A crise econômica brasileira que ganhou força no atual governo em razão das constantes turbulências e equivocadas escolhas políticas do governo federal foi agravada pelos impactos da pandemia de Covid-19, que, da mesma forma que a economia, não foi bem tratada pela gestão Bolsonaro.
Se não bastasse, com a guerra iniciada por Putin contra a Ucrânia, o mundo inteiro deve sofrer os abalos econômicos do conflito, sobretudo o Brasil, que já não estava preparado para uma crise econômica antes mesmo da pandemia ou da guerra.

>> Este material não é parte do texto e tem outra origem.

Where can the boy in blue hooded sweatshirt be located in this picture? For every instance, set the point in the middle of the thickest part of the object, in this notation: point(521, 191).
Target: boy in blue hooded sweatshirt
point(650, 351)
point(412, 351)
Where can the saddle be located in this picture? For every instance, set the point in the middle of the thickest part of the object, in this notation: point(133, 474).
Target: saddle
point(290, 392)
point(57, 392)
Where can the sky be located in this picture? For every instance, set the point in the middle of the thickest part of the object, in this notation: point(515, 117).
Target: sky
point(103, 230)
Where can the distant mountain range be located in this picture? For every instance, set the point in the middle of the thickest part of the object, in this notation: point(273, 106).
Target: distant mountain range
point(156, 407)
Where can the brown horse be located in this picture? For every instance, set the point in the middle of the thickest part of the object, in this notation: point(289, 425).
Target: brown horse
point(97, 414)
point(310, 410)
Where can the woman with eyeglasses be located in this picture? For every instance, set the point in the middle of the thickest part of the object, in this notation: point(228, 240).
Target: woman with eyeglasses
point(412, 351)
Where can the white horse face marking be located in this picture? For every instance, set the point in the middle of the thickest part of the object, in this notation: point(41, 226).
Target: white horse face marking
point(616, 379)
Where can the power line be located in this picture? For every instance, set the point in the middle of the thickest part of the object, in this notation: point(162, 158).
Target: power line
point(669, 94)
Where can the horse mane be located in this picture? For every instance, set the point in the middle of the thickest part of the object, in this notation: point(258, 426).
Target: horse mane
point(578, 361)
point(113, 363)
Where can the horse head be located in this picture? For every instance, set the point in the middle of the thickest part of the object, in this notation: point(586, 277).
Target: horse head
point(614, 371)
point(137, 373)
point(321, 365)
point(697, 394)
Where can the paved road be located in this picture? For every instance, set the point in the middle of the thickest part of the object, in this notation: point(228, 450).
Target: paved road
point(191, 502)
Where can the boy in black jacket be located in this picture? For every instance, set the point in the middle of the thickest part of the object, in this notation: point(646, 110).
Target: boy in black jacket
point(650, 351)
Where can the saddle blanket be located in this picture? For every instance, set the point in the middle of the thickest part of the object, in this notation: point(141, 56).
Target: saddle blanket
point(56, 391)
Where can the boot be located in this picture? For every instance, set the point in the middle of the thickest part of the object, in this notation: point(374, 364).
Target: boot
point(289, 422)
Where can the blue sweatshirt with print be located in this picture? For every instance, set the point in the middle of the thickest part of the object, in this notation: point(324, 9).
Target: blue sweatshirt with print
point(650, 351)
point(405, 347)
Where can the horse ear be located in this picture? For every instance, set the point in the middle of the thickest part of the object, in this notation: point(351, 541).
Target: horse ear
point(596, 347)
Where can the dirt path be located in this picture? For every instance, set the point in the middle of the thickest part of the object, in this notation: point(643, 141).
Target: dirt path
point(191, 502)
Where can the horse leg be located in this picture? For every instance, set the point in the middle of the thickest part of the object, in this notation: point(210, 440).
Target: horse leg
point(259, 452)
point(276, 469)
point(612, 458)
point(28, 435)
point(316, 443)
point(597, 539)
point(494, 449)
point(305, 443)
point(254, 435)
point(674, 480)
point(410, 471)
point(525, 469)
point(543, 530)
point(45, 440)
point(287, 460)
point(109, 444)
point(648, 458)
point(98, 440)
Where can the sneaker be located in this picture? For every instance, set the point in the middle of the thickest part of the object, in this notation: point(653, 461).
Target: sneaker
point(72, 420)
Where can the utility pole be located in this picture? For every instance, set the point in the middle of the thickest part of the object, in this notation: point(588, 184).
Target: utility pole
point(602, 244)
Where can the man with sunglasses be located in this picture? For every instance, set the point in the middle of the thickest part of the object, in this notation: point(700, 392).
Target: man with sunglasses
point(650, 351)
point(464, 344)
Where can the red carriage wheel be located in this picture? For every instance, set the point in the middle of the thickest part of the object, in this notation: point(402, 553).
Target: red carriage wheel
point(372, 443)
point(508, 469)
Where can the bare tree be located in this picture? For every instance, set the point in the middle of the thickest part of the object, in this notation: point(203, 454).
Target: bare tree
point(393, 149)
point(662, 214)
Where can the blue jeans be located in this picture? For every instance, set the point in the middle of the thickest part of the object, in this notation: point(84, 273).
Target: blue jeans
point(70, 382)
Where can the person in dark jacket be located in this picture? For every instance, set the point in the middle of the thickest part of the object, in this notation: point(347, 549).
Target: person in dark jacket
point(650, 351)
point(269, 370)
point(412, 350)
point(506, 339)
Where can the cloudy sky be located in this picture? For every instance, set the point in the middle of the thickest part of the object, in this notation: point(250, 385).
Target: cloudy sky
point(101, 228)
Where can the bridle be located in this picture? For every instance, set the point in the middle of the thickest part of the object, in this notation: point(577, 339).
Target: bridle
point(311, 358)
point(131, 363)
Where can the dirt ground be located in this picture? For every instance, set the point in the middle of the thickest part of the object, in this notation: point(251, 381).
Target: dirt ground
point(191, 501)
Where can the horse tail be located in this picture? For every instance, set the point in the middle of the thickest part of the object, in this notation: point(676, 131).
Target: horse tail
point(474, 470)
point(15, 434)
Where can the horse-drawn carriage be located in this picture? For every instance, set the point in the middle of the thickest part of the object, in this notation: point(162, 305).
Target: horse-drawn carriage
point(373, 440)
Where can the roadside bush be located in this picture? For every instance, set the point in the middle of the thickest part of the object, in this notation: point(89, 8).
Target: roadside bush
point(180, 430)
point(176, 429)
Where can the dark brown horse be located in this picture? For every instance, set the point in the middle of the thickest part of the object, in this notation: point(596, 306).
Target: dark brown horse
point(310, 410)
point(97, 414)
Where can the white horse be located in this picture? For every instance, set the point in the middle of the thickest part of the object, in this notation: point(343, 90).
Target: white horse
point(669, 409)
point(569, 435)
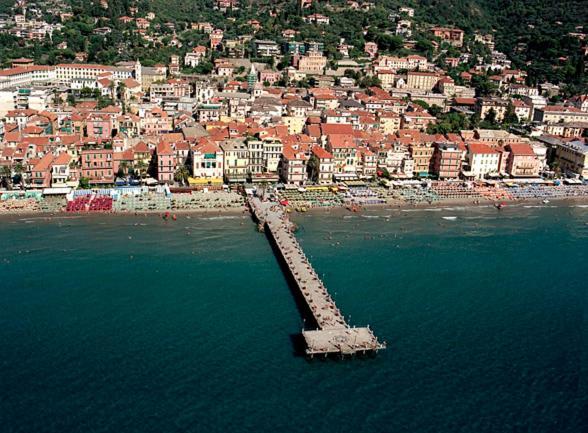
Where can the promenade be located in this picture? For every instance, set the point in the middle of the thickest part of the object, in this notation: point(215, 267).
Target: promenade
point(334, 335)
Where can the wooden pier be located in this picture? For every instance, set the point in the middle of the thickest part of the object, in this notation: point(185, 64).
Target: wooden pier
point(334, 335)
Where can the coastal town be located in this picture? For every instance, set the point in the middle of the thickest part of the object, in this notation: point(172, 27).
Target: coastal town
point(400, 120)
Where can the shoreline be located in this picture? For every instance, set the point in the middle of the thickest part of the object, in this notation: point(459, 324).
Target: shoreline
point(445, 204)
point(244, 211)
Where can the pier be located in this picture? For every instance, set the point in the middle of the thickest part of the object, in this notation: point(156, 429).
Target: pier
point(333, 335)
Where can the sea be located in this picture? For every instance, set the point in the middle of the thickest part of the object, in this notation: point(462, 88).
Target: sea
point(136, 324)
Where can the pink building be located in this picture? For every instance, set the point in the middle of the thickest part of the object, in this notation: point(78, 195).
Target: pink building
point(166, 163)
point(371, 49)
point(97, 165)
point(522, 161)
point(99, 126)
point(41, 172)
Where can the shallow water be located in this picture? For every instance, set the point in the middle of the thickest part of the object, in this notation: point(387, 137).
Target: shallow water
point(112, 324)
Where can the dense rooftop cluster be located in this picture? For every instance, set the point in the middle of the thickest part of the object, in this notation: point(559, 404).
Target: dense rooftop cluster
point(230, 105)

Os dados dos institutos oficiais e, principalmente, o bolso dos próprios cidadãos confirmam que praticamente tudo subiu, notadamente os itens mais básicos. Com a diminuição do poder de compra do brasileiro e com a escalada inflacionária, robusteceram-se os abismos sociais e milhões de brasileiros convivem com a insegurança alimentar e com a pobreza extrema.
Em meio à maior escalada inflacionária das últimas décadas no Brasil, de longe a mais grave desde a implantação do Plano Real, o efeito dominó da inflação tem levado muitos brasileiros a voltarem a cozinhar em fogões à lenha e à tentativa desesperada de aproveitar restos de alimentos que iriam para o lixo ou para animais.
Infelizmente o prognóstico dessa situação não é dos melhores, tanto em decorrência da incapacidade do atual governo em adotar as políticas públicas necessárias ao interesse coletivo, quanto em consequência dos impactos globais que a guerra na Ucrânia já está ocasionando.
O Brasil ainda possui grande dependência de fornecedores internacionais e se os preços aumentam internacionalmente, maior será o impacto para um país com uma moeda que se enfraqueceu muito em relação a outras moedas no acumulado dos últimos anos.
Importante seria, ao menos neste momento de dificuldades globais, que o governo federal abandonasse o proselitismo e o sectarismo político-ideológico para adotar uma postura séria em prol de adotar políticas públicas voltadas a assegurar o mínimo existencial ao cidadão brasileiro. Se hoje muitos já têm que escolher entre pagar contas e comprar comida, basta imaginar o caos social que ameaça o país.
Enquanto o governo federal continuar apenas pensando nas eleições de 2022 sem se preocupar com a escalada inflacionária, a insegurança alimentar será agravada e as desigualdades sociais crescerão cada vez mais, diminuindo a qualidade de vida do brasileiro, sobretudo, daqueles que já não tinham muita. Quem tem fome, tem pressa!
Num contexto tão grave quanto o atual, mais importantes se mostram as escolhas políticas definidas pelos representantes populares. “O analfabeto político” de Bertold Brecht é tão atual como se hoje houvesse sido escrito: “O custo de vida, o preço do feijão, do peixe, da farinha, do aluguel, do sapato e do remédio dependem das decisões políticas.”.